Movie Review – The King’s Speech

I’m gonna start this post off by saying that it might be lackluster. You can attribute your inevitable disappointment to a number of factors, including but not limited to: Two Months of Unemployment Ennui, distraction, and the simple fact that this movie was too good to criticize.

So, The King’s Speech is the story of George VI, back when he was just Prince Albert, Duke of York, who suffered from a studdering problem. In previous years, this perhaps would not have been incredibly important, but in the Age of Radio (and later film), it is quite significant. The poor bastard is forced to make speech after speech as the situation in Europe heats up toward the inevitable Second World War, and as his brother chooses love over country. So, he goes from doctor to doctor (including perhaps a reference to Henry Higgins?), who are all ultimately unable to help His Majesty. Luckily for Bertie, his plucky wife finds Geoffrey Rush (Captain Barbossa) as speech therapist Lionel Logue. Geoffrey Rush is able to make progress with Bertie, and in so doing becomes his friend and confidante. And so, England was saved from awkward pauses and stinted speeches, and was blessed with eloquence forever. The End.

OK so that got unexpectedly trite at the end, and I apologize. I really did like this movie. If I had to summarize it in one word, however, it would be “charming.”

There’s nothing wrong with Charming. Charming is nice. Charming isn’t Preachy like Avatar. It isn’t shockingly Original like Inception. It isn’t Bold like Black Swan. It isn’t Relevant like The Social Network. It isn’t Pure Awesome like True Grit. But Charming is nice. Charming is uncomplicated. Charming has a happy ending and makes you believe in the power of friendship. And you know what? Charming is under-rated.

In this day and age (aaaannnnndddd now The Killers are stuck in my head – this is NOT a complaint), happy endings are looked down upon. I mean, out of my Top Five movies of the year, Inception ended on a question mark, Toy Story – while happy – left me crying, Harry Potter ended in a major death, and True Grit in  – SPOILER ALERT – an amputation and a funeral. Only Scott Pilgrim had a truly happy ending. I mean, what’s wrong with “And they remained friends all their life” as opposed to accidentally stabbing yourself with broken glass and dying in your first performance?

ANYWAY I guess I’m saying it’s refreshing to end on an “Awwww” rather than an “Ewwww” or a “WHAT?!?”
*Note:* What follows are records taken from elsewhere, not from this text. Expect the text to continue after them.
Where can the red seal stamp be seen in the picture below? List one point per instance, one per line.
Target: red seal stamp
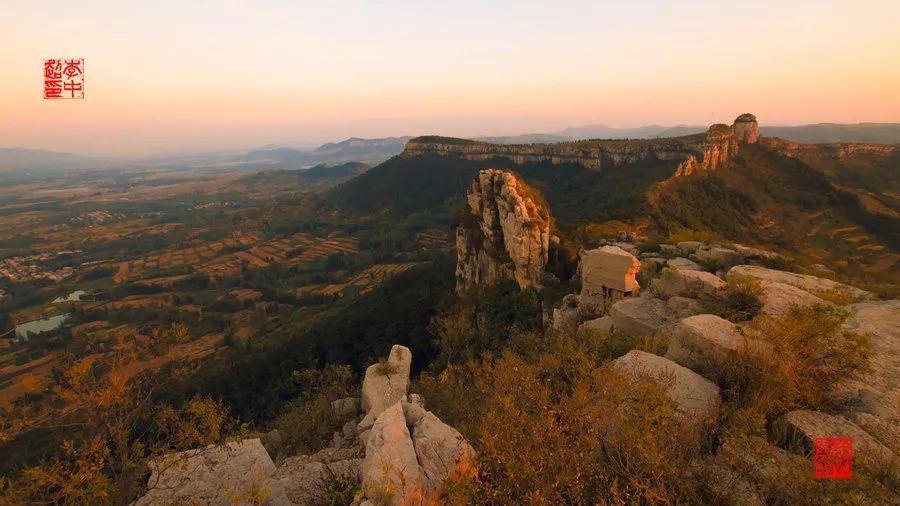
(833, 458)
(64, 78)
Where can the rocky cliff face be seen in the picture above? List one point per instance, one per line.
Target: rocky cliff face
(837, 150)
(507, 233)
(695, 152)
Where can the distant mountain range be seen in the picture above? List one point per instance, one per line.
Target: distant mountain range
(374, 151)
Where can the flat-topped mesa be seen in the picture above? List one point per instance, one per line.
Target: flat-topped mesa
(702, 152)
(746, 129)
(506, 233)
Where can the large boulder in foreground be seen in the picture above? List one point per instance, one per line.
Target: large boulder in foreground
(390, 464)
(705, 342)
(695, 395)
(215, 475)
(608, 267)
(810, 425)
(811, 284)
(875, 396)
(509, 228)
(778, 298)
(386, 383)
(411, 453)
(640, 316)
(675, 282)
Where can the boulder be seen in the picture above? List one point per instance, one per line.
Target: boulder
(718, 256)
(390, 463)
(304, 479)
(215, 475)
(750, 252)
(509, 225)
(608, 267)
(688, 247)
(811, 284)
(387, 383)
(778, 298)
(810, 425)
(876, 394)
(694, 394)
(346, 407)
(674, 282)
(703, 342)
(640, 316)
(683, 264)
(602, 324)
(441, 451)
(682, 307)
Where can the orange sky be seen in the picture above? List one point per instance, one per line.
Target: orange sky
(166, 77)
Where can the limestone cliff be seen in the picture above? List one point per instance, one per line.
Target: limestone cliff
(506, 233)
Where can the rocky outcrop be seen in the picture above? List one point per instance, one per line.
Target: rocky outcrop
(610, 268)
(675, 282)
(746, 129)
(810, 425)
(811, 284)
(386, 383)
(218, 475)
(705, 342)
(640, 316)
(701, 152)
(695, 395)
(874, 397)
(507, 235)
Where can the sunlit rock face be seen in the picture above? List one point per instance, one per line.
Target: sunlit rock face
(746, 129)
(507, 233)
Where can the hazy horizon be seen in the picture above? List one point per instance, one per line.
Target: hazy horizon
(167, 78)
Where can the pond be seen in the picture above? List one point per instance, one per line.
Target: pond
(35, 327)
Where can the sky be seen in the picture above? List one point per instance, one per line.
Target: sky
(167, 76)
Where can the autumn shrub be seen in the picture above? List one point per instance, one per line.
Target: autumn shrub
(307, 422)
(739, 301)
(551, 427)
(810, 355)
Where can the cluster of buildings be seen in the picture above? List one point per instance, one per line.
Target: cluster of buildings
(28, 268)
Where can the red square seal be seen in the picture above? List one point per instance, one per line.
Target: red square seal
(834, 457)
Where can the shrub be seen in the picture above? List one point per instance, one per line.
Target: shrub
(739, 301)
(308, 421)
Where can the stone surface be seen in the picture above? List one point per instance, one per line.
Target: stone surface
(390, 462)
(694, 394)
(609, 267)
(746, 129)
(640, 316)
(877, 393)
(703, 342)
(441, 451)
(302, 480)
(688, 247)
(778, 298)
(382, 387)
(682, 307)
(602, 324)
(509, 234)
(213, 475)
(811, 284)
(815, 424)
(674, 282)
(683, 264)
(718, 256)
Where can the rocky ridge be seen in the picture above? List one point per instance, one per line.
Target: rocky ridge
(693, 152)
(397, 453)
(507, 233)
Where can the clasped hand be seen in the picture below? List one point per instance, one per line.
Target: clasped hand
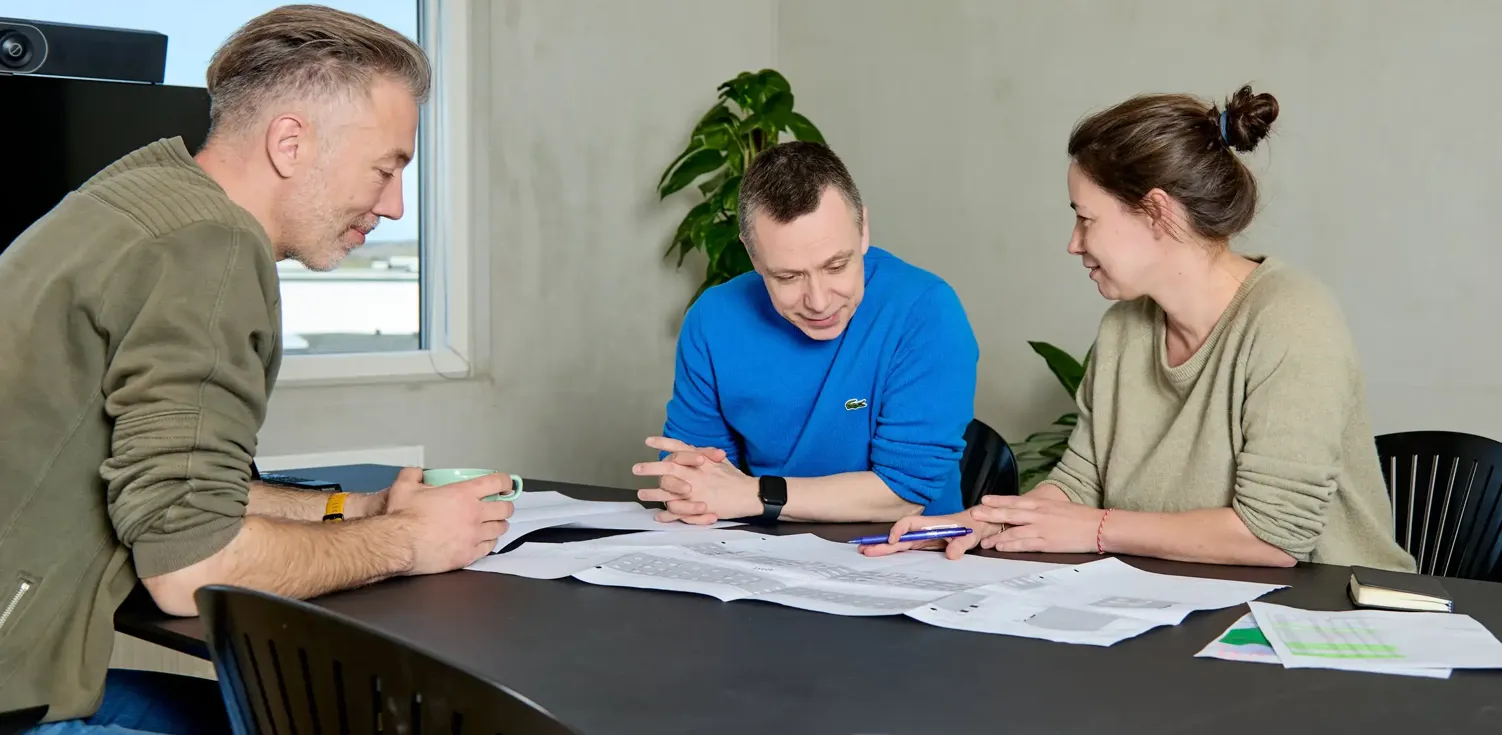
(696, 484)
(1005, 523)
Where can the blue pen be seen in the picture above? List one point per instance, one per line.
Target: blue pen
(918, 535)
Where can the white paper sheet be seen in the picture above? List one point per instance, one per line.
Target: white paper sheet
(798, 570)
(1244, 642)
(536, 511)
(1376, 639)
(1098, 603)
(901, 588)
(556, 561)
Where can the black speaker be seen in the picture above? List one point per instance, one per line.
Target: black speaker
(87, 51)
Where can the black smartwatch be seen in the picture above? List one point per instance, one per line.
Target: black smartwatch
(772, 490)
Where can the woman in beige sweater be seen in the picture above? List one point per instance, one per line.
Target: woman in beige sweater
(1223, 415)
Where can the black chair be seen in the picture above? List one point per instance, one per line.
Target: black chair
(1447, 501)
(292, 668)
(21, 720)
(987, 466)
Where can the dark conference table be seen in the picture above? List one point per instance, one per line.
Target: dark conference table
(613, 660)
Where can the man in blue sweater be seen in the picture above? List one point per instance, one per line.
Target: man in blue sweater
(834, 384)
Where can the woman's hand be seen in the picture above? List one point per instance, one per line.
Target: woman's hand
(953, 547)
(1038, 525)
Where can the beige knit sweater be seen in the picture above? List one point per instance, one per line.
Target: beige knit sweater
(1268, 418)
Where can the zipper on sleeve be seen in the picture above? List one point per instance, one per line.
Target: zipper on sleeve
(15, 601)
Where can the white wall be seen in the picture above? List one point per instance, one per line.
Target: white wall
(1382, 176)
(585, 104)
(953, 116)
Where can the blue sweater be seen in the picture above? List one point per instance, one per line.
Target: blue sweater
(892, 394)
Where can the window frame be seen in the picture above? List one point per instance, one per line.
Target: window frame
(445, 229)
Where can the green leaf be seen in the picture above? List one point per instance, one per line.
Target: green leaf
(697, 164)
(694, 220)
(1064, 367)
(771, 81)
(739, 90)
(802, 128)
(718, 114)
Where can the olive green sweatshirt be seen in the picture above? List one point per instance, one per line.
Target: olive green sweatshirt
(1268, 418)
(138, 341)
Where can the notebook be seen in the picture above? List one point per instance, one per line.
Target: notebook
(1397, 591)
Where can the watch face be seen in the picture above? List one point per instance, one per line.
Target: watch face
(772, 490)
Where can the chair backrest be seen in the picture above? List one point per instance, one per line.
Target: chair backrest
(292, 668)
(1445, 489)
(987, 466)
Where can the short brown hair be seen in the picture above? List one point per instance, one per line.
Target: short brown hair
(786, 182)
(1184, 146)
(308, 50)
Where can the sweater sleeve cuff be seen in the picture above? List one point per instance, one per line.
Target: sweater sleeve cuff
(167, 553)
(1283, 502)
(1076, 486)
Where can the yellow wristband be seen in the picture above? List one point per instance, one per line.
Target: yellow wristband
(334, 511)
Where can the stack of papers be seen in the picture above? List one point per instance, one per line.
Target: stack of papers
(1409, 644)
(1097, 603)
(536, 511)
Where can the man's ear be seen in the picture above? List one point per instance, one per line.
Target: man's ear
(865, 229)
(289, 145)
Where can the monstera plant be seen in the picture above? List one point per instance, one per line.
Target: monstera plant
(1041, 451)
(751, 114)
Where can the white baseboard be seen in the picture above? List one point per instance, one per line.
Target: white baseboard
(395, 456)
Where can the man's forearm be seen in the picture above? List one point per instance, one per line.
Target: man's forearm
(1212, 535)
(847, 498)
(293, 559)
(286, 502)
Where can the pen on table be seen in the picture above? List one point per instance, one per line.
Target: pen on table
(918, 535)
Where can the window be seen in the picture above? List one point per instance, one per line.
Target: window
(392, 308)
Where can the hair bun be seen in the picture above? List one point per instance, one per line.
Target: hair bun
(1248, 117)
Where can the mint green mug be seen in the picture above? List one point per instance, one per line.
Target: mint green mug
(448, 477)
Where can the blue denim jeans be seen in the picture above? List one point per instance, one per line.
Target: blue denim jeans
(149, 702)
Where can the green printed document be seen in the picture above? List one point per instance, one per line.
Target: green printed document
(1376, 641)
(1245, 642)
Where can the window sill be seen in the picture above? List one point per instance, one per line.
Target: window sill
(373, 367)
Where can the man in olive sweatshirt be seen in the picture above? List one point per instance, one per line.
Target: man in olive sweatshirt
(140, 332)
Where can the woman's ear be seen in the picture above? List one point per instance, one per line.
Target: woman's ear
(1164, 214)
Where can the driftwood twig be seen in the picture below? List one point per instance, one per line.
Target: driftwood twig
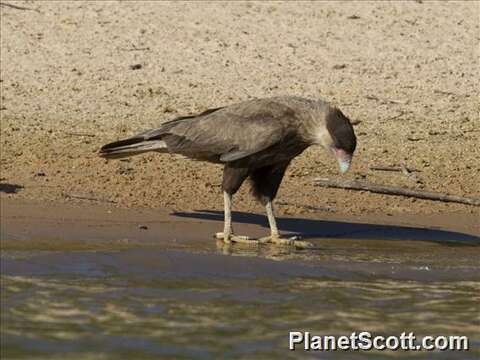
(16, 7)
(393, 168)
(79, 134)
(81, 197)
(393, 190)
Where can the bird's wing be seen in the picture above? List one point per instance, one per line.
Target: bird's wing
(231, 133)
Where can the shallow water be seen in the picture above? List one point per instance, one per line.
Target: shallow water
(201, 300)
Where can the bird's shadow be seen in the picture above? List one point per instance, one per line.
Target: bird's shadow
(10, 188)
(312, 228)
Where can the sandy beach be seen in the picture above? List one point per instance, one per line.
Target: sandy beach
(116, 259)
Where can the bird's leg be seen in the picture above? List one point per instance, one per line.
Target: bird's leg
(227, 235)
(275, 237)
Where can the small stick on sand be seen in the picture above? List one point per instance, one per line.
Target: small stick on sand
(393, 168)
(17, 7)
(81, 197)
(79, 134)
(393, 190)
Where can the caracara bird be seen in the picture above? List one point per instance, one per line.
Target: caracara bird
(255, 139)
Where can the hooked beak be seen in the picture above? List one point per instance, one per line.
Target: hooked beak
(344, 159)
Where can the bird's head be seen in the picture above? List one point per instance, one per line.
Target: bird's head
(338, 137)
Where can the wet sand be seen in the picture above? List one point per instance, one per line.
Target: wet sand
(76, 278)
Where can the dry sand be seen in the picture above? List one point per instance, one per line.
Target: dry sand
(407, 71)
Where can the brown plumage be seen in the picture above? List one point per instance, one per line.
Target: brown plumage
(255, 139)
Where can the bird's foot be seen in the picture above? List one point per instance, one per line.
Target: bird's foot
(235, 238)
(290, 241)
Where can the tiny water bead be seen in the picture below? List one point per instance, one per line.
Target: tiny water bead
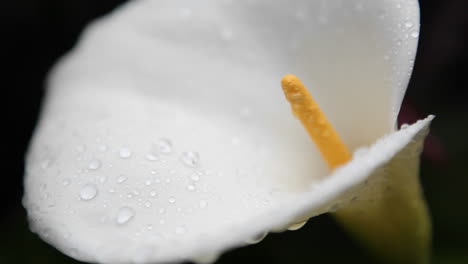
(151, 157)
(88, 192)
(190, 159)
(94, 164)
(121, 179)
(125, 153)
(124, 215)
(180, 230)
(297, 226)
(102, 179)
(409, 24)
(66, 182)
(203, 204)
(164, 146)
(256, 239)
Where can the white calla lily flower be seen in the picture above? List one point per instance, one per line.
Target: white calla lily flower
(165, 135)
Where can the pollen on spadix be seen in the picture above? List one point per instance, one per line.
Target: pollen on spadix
(320, 130)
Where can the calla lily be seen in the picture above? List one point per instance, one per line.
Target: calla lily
(165, 135)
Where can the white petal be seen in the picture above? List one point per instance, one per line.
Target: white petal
(113, 228)
(167, 127)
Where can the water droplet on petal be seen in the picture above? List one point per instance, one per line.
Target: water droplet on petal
(297, 226)
(103, 179)
(164, 146)
(88, 192)
(151, 157)
(190, 159)
(121, 179)
(256, 239)
(206, 259)
(125, 153)
(94, 164)
(180, 230)
(203, 204)
(66, 182)
(103, 148)
(409, 24)
(148, 182)
(195, 177)
(124, 215)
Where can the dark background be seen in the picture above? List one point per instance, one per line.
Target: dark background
(34, 33)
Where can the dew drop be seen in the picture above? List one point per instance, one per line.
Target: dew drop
(81, 148)
(102, 148)
(124, 215)
(94, 164)
(148, 204)
(125, 153)
(121, 179)
(66, 182)
(203, 204)
(297, 226)
(103, 179)
(180, 230)
(151, 157)
(409, 24)
(88, 192)
(256, 239)
(164, 146)
(195, 177)
(190, 159)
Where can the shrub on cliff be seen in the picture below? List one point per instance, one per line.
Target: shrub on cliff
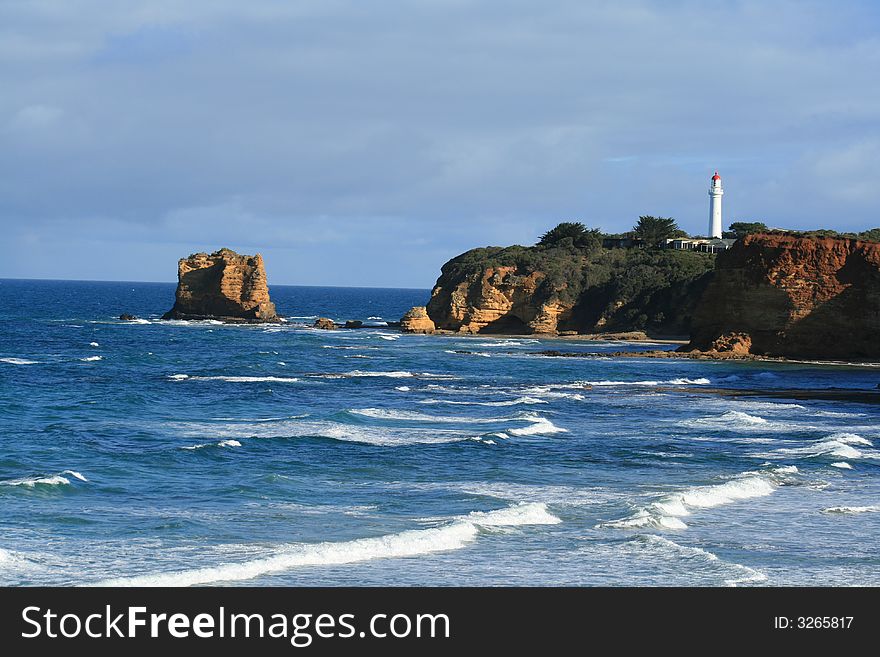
(740, 229)
(572, 234)
(654, 230)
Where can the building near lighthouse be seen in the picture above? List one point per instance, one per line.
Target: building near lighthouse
(716, 191)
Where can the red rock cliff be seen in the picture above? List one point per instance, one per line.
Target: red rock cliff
(801, 297)
(223, 285)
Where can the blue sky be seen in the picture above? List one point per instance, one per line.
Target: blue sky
(365, 143)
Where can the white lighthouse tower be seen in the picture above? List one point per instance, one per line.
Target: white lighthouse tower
(715, 194)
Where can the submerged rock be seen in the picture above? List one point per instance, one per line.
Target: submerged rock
(416, 320)
(223, 285)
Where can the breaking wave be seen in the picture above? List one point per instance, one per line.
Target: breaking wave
(60, 479)
(234, 379)
(852, 509)
(668, 511)
(454, 535)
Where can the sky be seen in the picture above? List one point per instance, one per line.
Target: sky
(366, 143)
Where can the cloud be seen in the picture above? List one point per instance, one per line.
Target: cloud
(315, 125)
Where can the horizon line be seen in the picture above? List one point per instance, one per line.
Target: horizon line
(93, 280)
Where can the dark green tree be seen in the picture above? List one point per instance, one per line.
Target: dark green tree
(872, 235)
(742, 228)
(654, 230)
(572, 233)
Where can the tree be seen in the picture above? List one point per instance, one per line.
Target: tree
(572, 233)
(742, 228)
(653, 230)
(872, 235)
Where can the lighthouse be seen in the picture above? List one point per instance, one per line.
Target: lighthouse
(715, 194)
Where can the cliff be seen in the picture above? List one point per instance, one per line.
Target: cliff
(804, 297)
(416, 320)
(541, 290)
(223, 285)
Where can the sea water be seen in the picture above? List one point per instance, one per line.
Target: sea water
(197, 453)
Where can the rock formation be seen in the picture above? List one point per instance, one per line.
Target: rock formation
(802, 297)
(223, 285)
(497, 300)
(416, 320)
(530, 290)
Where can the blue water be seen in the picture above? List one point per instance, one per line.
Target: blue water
(198, 453)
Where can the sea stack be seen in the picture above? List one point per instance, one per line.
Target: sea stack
(416, 320)
(225, 286)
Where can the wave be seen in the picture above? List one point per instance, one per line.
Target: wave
(231, 442)
(391, 414)
(540, 426)
(839, 445)
(46, 480)
(400, 374)
(668, 511)
(509, 402)
(733, 574)
(234, 379)
(19, 361)
(669, 382)
(350, 433)
(852, 509)
(454, 535)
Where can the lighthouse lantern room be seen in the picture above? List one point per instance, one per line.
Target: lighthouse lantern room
(715, 194)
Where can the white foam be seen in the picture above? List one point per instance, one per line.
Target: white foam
(541, 426)
(534, 513)
(31, 482)
(391, 414)
(235, 379)
(670, 382)
(838, 445)
(666, 513)
(852, 509)
(509, 402)
(412, 543)
(231, 442)
(733, 573)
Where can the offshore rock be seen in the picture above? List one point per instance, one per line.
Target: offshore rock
(496, 300)
(225, 286)
(416, 320)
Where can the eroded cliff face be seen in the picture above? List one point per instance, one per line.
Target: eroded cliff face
(222, 285)
(801, 297)
(497, 300)
(416, 320)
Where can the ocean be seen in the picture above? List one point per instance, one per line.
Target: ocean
(196, 453)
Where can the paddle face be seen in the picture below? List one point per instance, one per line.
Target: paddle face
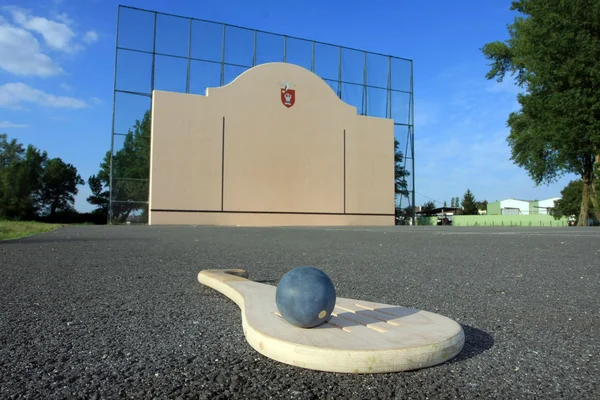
(360, 337)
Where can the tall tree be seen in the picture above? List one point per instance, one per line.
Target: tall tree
(99, 196)
(20, 173)
(469, 205)
(570, 202)
(553, 52)
(401, 184)
(131, 173)
(59, 183)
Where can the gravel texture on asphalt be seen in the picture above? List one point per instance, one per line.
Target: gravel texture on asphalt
(96, 312)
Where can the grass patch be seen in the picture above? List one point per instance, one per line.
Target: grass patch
(19, 229)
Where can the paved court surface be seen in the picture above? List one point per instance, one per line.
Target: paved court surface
(117, 312)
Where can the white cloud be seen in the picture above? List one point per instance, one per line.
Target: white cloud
(26, 43)
(13, 95)
(8, 124)
(20, 54)
(90, 37)
(57, 35)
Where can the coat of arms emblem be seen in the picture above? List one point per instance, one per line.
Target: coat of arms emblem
(288, 96)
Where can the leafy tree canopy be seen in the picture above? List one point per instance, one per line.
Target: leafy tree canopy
(469, 205)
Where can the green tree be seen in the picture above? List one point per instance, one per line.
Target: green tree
(482, 205)
(430, 205)
(553, 52)
(58, 187)
(131, 174)
(20, 174)
(401, 185)
(99, 196)
(469, 205)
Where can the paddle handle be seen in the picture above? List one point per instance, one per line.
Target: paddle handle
(221, 279)
(222, 275)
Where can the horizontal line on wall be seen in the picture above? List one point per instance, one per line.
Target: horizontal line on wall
(271, 212)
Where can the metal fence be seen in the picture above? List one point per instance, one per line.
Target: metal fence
(162, 51)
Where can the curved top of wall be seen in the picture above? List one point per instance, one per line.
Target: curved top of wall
(290, 85)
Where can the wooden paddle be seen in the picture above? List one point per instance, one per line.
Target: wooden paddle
(360, 337)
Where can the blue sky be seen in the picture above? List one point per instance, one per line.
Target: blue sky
(57, 67)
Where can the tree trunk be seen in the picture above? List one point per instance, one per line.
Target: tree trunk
(585, 200)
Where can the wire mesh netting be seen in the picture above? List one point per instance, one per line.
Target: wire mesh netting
(157, 51)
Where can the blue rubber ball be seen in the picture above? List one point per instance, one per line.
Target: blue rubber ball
(305, 297)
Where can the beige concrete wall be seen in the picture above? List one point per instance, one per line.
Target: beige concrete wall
(238, 156)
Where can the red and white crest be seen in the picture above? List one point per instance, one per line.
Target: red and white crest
(288, 96)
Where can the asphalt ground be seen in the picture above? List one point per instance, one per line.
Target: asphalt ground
(117, 312)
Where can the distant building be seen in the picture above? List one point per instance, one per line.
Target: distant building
(521, 207)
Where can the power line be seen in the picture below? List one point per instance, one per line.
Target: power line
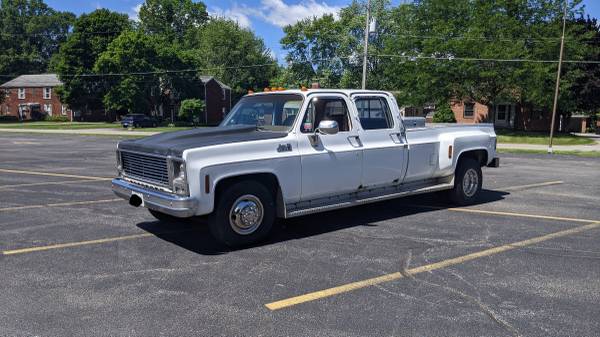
(477, 59)
(260, 65)
(50, 34)
(191, 70)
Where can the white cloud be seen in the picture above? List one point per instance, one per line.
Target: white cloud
(134, 14)
(235, 14)
(276, 12)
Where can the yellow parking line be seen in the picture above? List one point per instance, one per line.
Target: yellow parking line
(52, 174)
(2, 187)
(522, 187)
(313, 296)
(521, 215)
(61, 204)
(74, 244)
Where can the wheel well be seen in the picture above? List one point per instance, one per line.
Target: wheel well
(479, 155)
(267, 179)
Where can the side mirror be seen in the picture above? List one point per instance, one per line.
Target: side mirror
(328, 127)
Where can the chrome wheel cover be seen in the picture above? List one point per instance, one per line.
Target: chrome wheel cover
(470, 183)
(246, 214)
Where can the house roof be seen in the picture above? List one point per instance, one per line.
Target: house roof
(33, 81)
(205, 79)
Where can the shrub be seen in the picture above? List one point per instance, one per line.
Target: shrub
(443, 114)
(191, 109)
(8, 119)
(56, 119)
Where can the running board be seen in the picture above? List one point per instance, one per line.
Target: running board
(365, 197)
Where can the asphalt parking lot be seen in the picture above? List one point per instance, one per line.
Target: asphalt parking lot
(75, 260)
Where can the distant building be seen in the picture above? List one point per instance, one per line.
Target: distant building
(215, 94)
(217, 97)
(33, 97)
(504, 115)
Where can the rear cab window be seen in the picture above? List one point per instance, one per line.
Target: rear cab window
(326, 108)
(374, 113)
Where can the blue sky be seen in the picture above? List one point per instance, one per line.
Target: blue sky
(265, 17)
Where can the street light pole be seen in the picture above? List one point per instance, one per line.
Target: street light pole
(554, 107)
(364, 83)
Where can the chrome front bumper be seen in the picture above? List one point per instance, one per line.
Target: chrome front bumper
(181, 207)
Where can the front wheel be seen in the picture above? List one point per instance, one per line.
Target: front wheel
(244, 214)
(467, 182)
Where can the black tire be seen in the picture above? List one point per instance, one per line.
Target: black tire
(467, 170)
(252, 194)
(162, 216)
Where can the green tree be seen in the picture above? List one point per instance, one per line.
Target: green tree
(586, 91)
(191, 109)
(30, 33)
(430, 39)
(143, 82)
(92, 33)
(223, 49)
(172, 18)
(329, 50)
Regarding THIS movie and NOT movies as a whole, I really have to praise the acting. Colin Firth plays sad puppy eyes so well, you can’t help but sympathize and like him. And as you get to know his dad and his brother and his history (evil nanny, anyone?), you begin to pity him all the more. I mean the guy didn’t really have a friend until the undead Australian ship captain speech therapist. That sucks. But he’s also capable of believable anger, fear, humor, and love. He was somewhat understated, but in a VERY good way.

I also thought Helena Bonham Carter was fantastic. It’s refreshing to see her in a normal role – not that she isn’t fantastic in stranger roles as well. I thought she played the supporting wife and perhaps overly formal duchess very well, and many of my favorite scenes included her. I certainly understand her nomination as Best Supporting Actress, although I think her role was too small to justify a win (and I’d have rather seen Mila Kunis get a nom, but that’s a post for another day).

And of course Geoffrey Rush was great. I loved his character.

The story was excellent. It had plenty of dramatic tension. It had humor. It had beautiful locations and beautifully shot scenes. The music was impeccable. The casting was spot-on. It was all-around wonderful.

Minor complaints: I felt like Edward was perhaps made into too much of an ass. I mean, yes, he gave up the throne for an American socialite during a crucial period in England’s history, and was certainly being cuckolded, but he just seemed douchier and wimpier than I think was probably true. I also thought the revelation that Logue was not a doctor came a little late in the game, and was resolved far too quickly. But these are really minor complaints.

Stray Observations: I loved all the Harry Potter alums. I mean, we had Bellatrix Lestrange, Albus Dumbledore, and Peter Pettigrew as a Duchess, a King, and a future Prime Minister respectively. I also really liked the montage of speech therapy. It was a lot of fun.

My prediction is that this is the movie that will win Best Picture. I would rather it go to Inception (let’s reward originality, amazig direction, superb casting, and a big EFF YOU to the whole 3-D and over-reliance on CGI thing), or True Grit, but this film basically screams “ACADEMY AWARD,” and I certainly wouldn’t mind it winning.